VectorWare logoVectorWare
Dispatches

Rust threads on the GPU

15 min read
Pedantic mode:Off

GPU code can now use Rust's threads. We share the implementation approach and what this unlocks for GPU programming.

At VectorWare, we are building the first GPU-native software company. Today, we are excited to announce that we can successfully use Rust's std::thread on the GPU. This milestone marks a significant step towards our vision of enabling developers to write complex, high-performance applications that leverage the full power of GPU hardware using familiar Rust abstractions.

Execution models

CPUs and GPUs execute programs in fundamentally different ways. A CPU program begins on a single thread and spawns additional threads as needed. Each thread runs independently and the programmer controls when and how concurrency is introduced.

main()main threadthread::spawn()main threadnew threadthread::join()main threadexit()

GPU programs work differently. A GPU program consists of one or more kernels. Each kernel is launched with many instances that run in parallel. Concurrency is not something the programmer introduces explicitly. It is inherent in the way GPU programs are run by the hardware.

launch_by_cpu()kernel()Warp 0kernel()Warp 1kernel()Warp 2kernel()Warp 3kernel()Warp Nexit()

This model works well for uniform workloads like matrix multiplication, image processing, and graphics rendering where every warp does the same thing to different data.

As GPU programs grow more sophisticated, developers use warp specialization to activate different parts of the same program on different warps concurrently.
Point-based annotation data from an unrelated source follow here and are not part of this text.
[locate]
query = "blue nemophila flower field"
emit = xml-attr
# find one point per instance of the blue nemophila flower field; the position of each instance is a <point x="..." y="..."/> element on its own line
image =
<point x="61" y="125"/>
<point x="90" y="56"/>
launch_by_cpu()kernel()a()Warp 0kernel()b()Warp 1kernel()c()Warp 2kernel()d()Warp 3kernel()n()Warp Nexit()

Functions as programs

Most CPU programming models begin with a main function as the program's entry point. Because execution begins with exactly one thread, representing the program as a function makes sense: the function body describes the work performed by that single thread.

fn main() {
    // Single threaded CPU code
}

Surprisingly, most GPU programming models use a function as their entry point as well. The programmer writes the function as if it executes once but the hardware then launches it thousands of times in parallel. GPU kernels are functions that look like normal CPU functions but behave very differently.

// CUDA C kernel
__global__ void scale(float* data) {
    // This code is executed thousands of times in parallel,
    // each with the same function parameters, but different values for the global
    // indexes such as `blockIdx` and `threadIdx`.
    int i = blockIdx.x * blockDim.x + threadIdx.x;
    data[i] *= 2.0f;
}

This mismatch between programming model and execution model is part of the reason why GPU programming is so hard. A function that runs once has very different semantics from one that runs thousands of times in parallel, yet both the compiler and the programmer cannot easily infer this by looking at the code alone. In practice this makes the programmer responsible for manually upholding invariants such as correct indexing into shared data and avoiding races.

GPU programs written in Rust follow the same pattern and are modeled as functions. Consider the same GPU kernel written in Rust:

use core::arch::nvptx::*;
 
pub unsafe extern "ptx-kernel" fn scale(data: *mut f32) {
    // This code is executed thousands of times in parallel,
    // each with the same function parameters, but different values
    // for the global indexes such as `_block_idx_x` and `_thread_idx_x`.
    let i = (_block_idx_x() * _block_dim_x() + _thread_idx_x()) as usize;
    *data.add(i) *= 2.0;
}

The kernel requires unsafe and takes a *mut f32 raw pointer rather than a reference. Because the GPU runs thousands of instances of this function simultaneously and each instance receives the same pointer, there is no way to express this safely as a function using Rust's ownership model. Rust was designed around the CPU's execution model where fn main runs on a single thread and the language can enforce safety. The GPU's execution model is foreign to the language and the kernel boundary is treated like an FFI boundary: raw pointers, unsafe, and no compiler guarantees. While this works, ideally Rust's safety guarantees would extend to the GPU as well.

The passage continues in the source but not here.